Traditional chemotherapy has limited efficacy because chemotherapeutics are toxic to all dividing cells, which limits the dose that can be safely administered. One approach to increase selectivity, called directed enzyme prodrug therapy (DEPT) involves prodrugs, which are site-specifically activated by exogenously delivered enzymes. The prodrug activation reaction is intended to be orthogonal to the human enzymatic repertoire to minimize side-effects. DEPT’s therapeutic benefit in the clinic stands to improve by using a new generation of prodrug-activating enzymes that we are developing using computational design approaches to be “smart”: they can sense and respond to the tumor microenvironment or an external cue (e.g. tissue-penetrant light) in a controllable manner to maximize their site selectivity, and can avoid triggering a strong immune reaction. These developments will enable potent and safer chemotherapy regimens as well as general design methodology to build novel therapeutic switches and biological circuits for a broad range of applications.

Kortemme Lab @ University of California, San Francisco in San Francisco, CA
"Computational design of proteins with tunable and controllable geometries"
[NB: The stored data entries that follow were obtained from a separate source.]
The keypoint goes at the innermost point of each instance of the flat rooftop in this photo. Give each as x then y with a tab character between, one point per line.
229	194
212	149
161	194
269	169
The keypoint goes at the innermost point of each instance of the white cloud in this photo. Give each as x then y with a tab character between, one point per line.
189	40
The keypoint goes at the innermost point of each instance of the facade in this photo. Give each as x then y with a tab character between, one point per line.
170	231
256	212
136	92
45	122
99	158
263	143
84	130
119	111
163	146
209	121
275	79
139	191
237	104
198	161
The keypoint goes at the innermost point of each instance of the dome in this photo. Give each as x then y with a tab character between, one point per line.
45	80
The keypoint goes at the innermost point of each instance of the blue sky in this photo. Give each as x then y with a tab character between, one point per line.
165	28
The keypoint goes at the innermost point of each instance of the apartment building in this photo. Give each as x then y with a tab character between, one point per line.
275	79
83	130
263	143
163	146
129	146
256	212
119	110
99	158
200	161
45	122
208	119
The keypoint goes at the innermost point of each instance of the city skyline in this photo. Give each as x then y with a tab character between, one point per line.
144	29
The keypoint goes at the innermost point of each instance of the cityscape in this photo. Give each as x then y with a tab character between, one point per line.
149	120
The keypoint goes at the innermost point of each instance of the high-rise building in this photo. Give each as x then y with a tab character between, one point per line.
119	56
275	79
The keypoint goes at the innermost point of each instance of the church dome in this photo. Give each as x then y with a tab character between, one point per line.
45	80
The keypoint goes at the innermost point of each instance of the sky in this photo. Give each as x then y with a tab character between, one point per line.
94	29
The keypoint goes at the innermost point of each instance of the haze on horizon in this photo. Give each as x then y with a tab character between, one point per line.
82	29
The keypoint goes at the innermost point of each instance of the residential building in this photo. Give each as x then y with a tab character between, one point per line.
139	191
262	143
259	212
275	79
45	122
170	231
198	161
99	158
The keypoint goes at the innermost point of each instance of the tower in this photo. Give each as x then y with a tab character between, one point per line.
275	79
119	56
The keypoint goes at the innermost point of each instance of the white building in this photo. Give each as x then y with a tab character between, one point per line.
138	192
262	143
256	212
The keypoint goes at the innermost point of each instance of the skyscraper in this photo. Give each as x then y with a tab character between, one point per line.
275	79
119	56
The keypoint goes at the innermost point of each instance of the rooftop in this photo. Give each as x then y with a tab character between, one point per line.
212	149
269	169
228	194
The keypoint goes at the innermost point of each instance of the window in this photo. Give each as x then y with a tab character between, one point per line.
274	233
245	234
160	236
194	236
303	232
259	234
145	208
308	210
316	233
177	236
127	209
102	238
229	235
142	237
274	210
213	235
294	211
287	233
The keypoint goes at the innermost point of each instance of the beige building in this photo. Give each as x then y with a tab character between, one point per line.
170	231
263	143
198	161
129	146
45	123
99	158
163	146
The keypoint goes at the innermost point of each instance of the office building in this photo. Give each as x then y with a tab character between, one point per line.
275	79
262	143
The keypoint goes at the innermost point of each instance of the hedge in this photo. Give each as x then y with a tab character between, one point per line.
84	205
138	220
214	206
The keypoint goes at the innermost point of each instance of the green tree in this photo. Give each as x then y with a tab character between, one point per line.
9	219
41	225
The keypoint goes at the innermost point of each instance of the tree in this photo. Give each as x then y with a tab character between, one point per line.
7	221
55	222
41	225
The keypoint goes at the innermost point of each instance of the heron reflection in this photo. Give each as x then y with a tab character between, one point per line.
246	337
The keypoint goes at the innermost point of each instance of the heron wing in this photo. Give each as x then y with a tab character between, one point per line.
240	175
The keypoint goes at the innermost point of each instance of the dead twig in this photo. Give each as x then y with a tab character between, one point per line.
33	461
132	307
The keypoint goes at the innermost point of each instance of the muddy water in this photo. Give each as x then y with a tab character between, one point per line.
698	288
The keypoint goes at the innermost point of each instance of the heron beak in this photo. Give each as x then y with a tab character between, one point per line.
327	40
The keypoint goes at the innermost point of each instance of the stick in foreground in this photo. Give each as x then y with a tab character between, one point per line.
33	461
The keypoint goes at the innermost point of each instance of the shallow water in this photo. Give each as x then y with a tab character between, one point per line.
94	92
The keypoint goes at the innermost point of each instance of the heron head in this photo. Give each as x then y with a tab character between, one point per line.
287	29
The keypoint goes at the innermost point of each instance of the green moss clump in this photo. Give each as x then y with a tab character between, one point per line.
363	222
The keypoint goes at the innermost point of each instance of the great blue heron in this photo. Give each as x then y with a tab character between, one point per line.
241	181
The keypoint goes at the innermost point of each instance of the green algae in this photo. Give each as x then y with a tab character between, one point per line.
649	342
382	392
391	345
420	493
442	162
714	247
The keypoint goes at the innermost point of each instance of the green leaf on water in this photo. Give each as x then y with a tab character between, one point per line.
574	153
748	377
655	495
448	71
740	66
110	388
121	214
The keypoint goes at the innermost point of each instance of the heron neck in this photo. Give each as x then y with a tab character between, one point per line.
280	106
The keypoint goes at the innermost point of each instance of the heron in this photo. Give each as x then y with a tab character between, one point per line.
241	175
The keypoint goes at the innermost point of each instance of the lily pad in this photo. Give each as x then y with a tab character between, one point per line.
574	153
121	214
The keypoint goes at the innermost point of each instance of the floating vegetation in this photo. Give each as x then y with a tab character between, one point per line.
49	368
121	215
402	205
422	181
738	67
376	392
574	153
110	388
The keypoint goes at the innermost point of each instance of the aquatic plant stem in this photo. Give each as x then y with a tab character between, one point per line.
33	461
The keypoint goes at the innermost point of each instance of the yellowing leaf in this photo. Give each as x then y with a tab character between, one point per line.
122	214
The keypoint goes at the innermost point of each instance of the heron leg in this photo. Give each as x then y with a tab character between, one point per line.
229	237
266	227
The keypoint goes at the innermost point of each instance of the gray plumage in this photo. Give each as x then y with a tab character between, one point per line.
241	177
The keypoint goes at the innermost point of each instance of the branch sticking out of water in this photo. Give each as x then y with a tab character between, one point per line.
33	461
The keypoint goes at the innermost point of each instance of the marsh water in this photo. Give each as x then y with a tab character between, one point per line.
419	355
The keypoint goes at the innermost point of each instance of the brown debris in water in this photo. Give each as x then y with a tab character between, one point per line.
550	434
Proteins use intricate three-dimensional geometries to carry out diverse functions. We are interested in designing proteins with geometries and functions that do not exist in nature. We build on robotics-based methods and our recent LUCS approach (Pan et al, 2020), and are interested in combining these strategies with recent advances in deep learning methods for protein design. We are also developing approaches to utilize de novo proteins with the same topology but different geometries for engineering new conformational switches.

Huang Lab @ Stanford University in Stanford, CA
"Machine learning methods for structural design"
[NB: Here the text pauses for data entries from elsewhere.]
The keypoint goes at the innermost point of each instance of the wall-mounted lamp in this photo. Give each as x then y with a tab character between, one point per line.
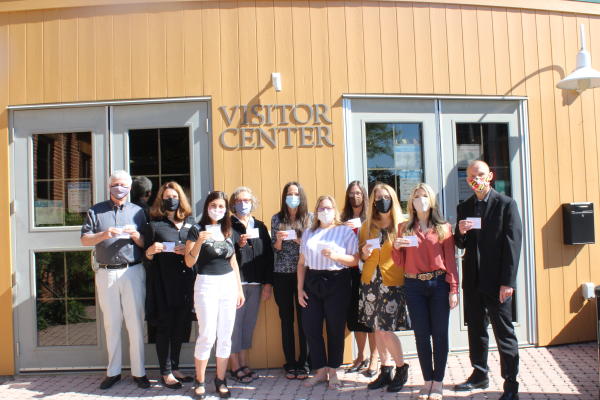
276	80
584	77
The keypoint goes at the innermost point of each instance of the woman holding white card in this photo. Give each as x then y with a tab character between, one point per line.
217	290
324	288
169	283
255	259
425	249
382	303
287	227
354	215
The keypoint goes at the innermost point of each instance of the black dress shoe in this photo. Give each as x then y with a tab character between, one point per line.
400	378
109	381
384	379
481	382
142	381
176	385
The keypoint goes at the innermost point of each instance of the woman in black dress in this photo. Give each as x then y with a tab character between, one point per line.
170	284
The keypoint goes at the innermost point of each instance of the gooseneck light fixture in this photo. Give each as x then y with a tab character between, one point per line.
584	77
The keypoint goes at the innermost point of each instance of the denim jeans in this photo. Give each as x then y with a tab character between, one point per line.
429	311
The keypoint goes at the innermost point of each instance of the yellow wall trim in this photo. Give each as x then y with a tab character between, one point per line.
569	6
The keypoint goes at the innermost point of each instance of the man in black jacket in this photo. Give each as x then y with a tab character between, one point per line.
489	276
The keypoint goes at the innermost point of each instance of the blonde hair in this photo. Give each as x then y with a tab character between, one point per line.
336	220
435	218
373	215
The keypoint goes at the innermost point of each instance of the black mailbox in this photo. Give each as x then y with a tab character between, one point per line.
578	223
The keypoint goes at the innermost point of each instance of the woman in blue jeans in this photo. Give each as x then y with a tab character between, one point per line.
425	248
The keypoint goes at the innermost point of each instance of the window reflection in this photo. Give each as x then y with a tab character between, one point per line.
394	156
161	155
62	176
65	303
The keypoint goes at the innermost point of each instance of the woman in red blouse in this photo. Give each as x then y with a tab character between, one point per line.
425	247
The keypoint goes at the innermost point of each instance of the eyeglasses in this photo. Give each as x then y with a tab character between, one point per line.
321	209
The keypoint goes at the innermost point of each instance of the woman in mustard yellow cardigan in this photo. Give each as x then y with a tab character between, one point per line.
382	304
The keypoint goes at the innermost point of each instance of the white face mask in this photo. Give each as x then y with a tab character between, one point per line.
421	204
326	217
216	214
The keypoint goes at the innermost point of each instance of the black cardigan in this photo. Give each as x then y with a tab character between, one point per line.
255	259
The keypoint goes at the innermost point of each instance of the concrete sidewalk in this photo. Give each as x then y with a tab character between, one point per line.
559	373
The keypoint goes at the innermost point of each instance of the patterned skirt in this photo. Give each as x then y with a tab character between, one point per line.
383	307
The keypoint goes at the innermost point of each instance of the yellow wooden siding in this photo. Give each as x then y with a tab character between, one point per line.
227	50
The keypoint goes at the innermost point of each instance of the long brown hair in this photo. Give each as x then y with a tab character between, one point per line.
157	211
373	216
225	221
348	212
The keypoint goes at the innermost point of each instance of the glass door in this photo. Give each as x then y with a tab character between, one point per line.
164	142
58	172
403	141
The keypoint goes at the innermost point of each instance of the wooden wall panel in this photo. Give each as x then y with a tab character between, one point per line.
471	51
323	49
439	50
501	52
103	35
406	47
456	60
34	58
51	54
122	53
536	142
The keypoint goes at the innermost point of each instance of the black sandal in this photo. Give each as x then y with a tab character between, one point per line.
253	375
239	375
301	374
198	384
222	384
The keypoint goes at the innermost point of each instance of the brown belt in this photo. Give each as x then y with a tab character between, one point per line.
426	276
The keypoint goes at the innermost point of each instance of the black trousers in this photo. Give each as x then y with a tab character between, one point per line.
285	291
480	310
328	299
170	331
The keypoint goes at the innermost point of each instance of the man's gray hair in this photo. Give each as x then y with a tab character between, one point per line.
235	195
120	174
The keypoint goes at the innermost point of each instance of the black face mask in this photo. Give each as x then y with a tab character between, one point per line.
170	204
383	205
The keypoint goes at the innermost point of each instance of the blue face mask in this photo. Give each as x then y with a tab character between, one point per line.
243	208
292	201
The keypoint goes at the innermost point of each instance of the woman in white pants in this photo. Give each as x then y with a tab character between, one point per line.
217	290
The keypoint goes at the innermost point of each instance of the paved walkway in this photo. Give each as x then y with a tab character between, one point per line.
557	373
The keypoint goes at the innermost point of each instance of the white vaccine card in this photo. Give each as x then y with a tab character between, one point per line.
252	233
121	234
215	229
413	241
291	235
356	223
476	222
374	243
168	247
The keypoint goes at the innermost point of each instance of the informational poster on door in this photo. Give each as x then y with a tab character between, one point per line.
407	156
408	180
79	195
49	212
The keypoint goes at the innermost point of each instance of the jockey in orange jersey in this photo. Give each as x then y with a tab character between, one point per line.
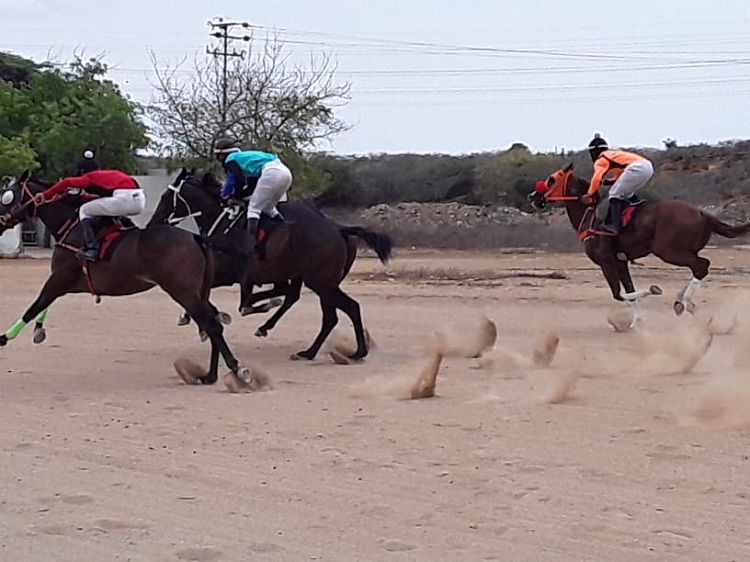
630	171
115	194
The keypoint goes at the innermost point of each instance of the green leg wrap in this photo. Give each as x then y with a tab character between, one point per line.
15	329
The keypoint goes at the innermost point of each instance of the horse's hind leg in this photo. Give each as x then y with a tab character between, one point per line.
699	266
293	291
350	307
330	319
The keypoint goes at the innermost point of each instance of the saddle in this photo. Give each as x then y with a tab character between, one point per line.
109	230
228	232
591	226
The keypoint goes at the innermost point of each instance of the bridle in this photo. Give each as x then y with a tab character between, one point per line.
559	189
232	213
17	213
178	198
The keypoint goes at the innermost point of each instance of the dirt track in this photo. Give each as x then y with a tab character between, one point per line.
107	455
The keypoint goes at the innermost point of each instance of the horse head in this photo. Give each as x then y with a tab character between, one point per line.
17	202
562	185
189	195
In order to capture accurate structural dynamics in AI embedded space, data from the protein databank (PDB) is only sufficient for a small number of highly represented protein folds. A strategy to augment the training data by running molecular dynamics (MD) simulations can be explored for a variety of stable protein folds. The MD generated models can further provide conformational statistics and samples for structural embedding. Generative AI models can learn from augmented data and provide a path to fast and highly accurate scaffold generation and optimization for design tasks. We recently developed a structural embedding scheme with variational auto encoder, which allows for the creation of novel (interpolated) structures. When combined with established structure validation metrics, we can produce proteins in the wet lab for characterization through enzymatic assays or biophysical measurements such as circular dichroism, NMR, and x-ray crystallography.

Fischer Lab @ Dana-Farber Cancer Institute & Harvard Medical School in Boston, MA
"Targeting protein degradation for cell therapies"
The cell uses the ubiquitin–proteasome system to degrade proteins that are no longer needed. We seek to repurpose this cellular pathway to specifically degrade proteins of therapeutic interest using compounds. The project will involve modeling protein complexes with these compounds and computational protein design aimed at regulating protein levels in engineered cell therapies.